- by foxnews
- 15 Nov 2024
Surging sales of electric vehicles show the automotive revolution is coming, but its arrival is being held up by a fundamental problem: a lack of charging stations. This was apparent over the Australian summer when long queues formed at public chargers on holiday travel routes.
There are about 3,700 public chargers, at just over 2,100 locations, across Australia, according to an Electric Vehicle Council report published in October - a fraction of the number in many comparable countries. In Canada, drivers have access to more than 16,000 public chargers at about 7,000 locations.
But despite government and business pledges to fix the problem, those best placed to do so - charger manufacturers - are stuck in their own queues waiting for microchips, the same in-demand component causing production delays of new vehicles.
The Electric Vehicle Council chief executive, Behyad Jafari, says the holdup has its roots in a "lost decade" when EVs were treated as a political football and there was no overarching policy to spur investment in supporting infrastructure.
"We had 10 years of the previous federal government just refusing to act on this issue," he says, noting that conservative governments in Europe designed EV-supportive policies during that same period.
"The result is that we could have had more investment. Now we need to catch up."
Despite taking similar electric vehicle policies to the 2019 election, the then prime minister Scott Morrison said an EV could not "tow your trailer" or a boat and could not "get you out to your favourite camping spot".
The negative messaging had a direct impact on the business sector, says Jafari, which looks for policy stability before making investment decisions, such as building charging infrastructure.
More than one in 20 new cars bought in January were electric, industry figures show, marking another month of strong gains, although the purchases still lag well behind China, Europe and North America, where EVs attract a much larger share of new sales.
In the US, about 13% of new cars are electric, while the figure is as high as 80% in Norway.
While the case for charging stations in Australia is clear, those involved in their manufacture face delays, with clogged shipping routes and shortages of microchips - or semiconductors - holding up production.
Australia's dominant fast-charger maker and supplier, the Brisbane-based and US-listed Tritium, says the lead time on some semiconductors is 52 weeks. The manufacturer has also contended with long pandemic-related delays for shipping.
"We probably could have built more if we hadn't had some of those supply chain issues, but we were also scaling the company," says the Tritium chief executive, Jane Hunter.
Part of the company's solution is to expand its manufacturing bases, which includes a new plant in the US state of Tennessee that can take some pressure off its Australian facilities and increase overall production.
Hunter says countries require a comprehensive EV policy to give businesses the confidence to build supportive infrastructure, which she says has been lacking in Australia.
"When we see government policy launch in favour of EVs, we see a flurry of orders in that region," she says, noting an increase in charger demand after the UK announced there would be a ban on the sale of new petrol and diesel cars and vans at the end of the decade.

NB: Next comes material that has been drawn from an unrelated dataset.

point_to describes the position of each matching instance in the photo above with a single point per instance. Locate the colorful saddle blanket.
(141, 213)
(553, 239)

"You can't overestimate how much government announcements can drive demand. It's something I've tried to talk to the Australian government about - the fact that, to an extent, you don't even need to put significant money and funding behind it," says Hunter, adding that Australia's large size means there's a role for the government to fund charging stations in remote areas.
While policies, such as the national electric vehicle strategy, are now rolling out following last year's change in federal government, orders for chargers have been flooding in from around the world for years, creating a backlog and putting Australia behind in the global race.
While Tritium was born in Brisbane, it's a global supplier that manufactures more chargers for European and US buyers than for Australia.
There is no quick fix for the chip shortage that is linked to a decision in early 2020 by carmakers to cut orders amid temporary plant closures and fears sales would reduce dramatically in a global pandemic.
Instead, demand for vehicles and numerous other products that use semiconductors soon surged and the costly production process of making a tiny component that manages the flow of electric current could not keep pace.
Carmakers and battery recharger manufacturers now compete for the same components and there is even a shadow market where dealers buy up semiconductors and on-sell at higher prices.
Wait lists for popular cars can extend well over 12 months, including for a variety of EV and hybrid vehicles, and there is no immediate respite, says the Australian Automotive Dealer Association chief executive, James Voortman.
"There's a big backlog of orders we have to clear and that affects the ability to bring in new stock," says Voortman.
"The expectation is that we are probably looking at another year of this, hopefully improving in 2024. Today we are talking about a microchip shortage; tomorrow we might well be talking about shortages of minerals such as lithium, cobalt and all of those critical minerals that go into an EV battery."
Electrifying Australia's highways also requires adequate grid capacity and land access for recharge stations, which would rely on government agencies, utilities and businesses working together.
There is also an emerging problem of some older chargers experiencing faults and there are delays in getting the components required to fix them.
The NRMA energy and infrastructure chief executive, Carly Irving-Dolan, says the problems are hitting at the same time as demands on infrastructure increase.
"We are a little bit at the whim of our suppliers and that's probably why we are looking at different vendors," says Irving-Dolan.
"We are putting all the balls in the air and really trying to stop what's happened over Christmas happening again, but there's going to be some places which take longer to get connected."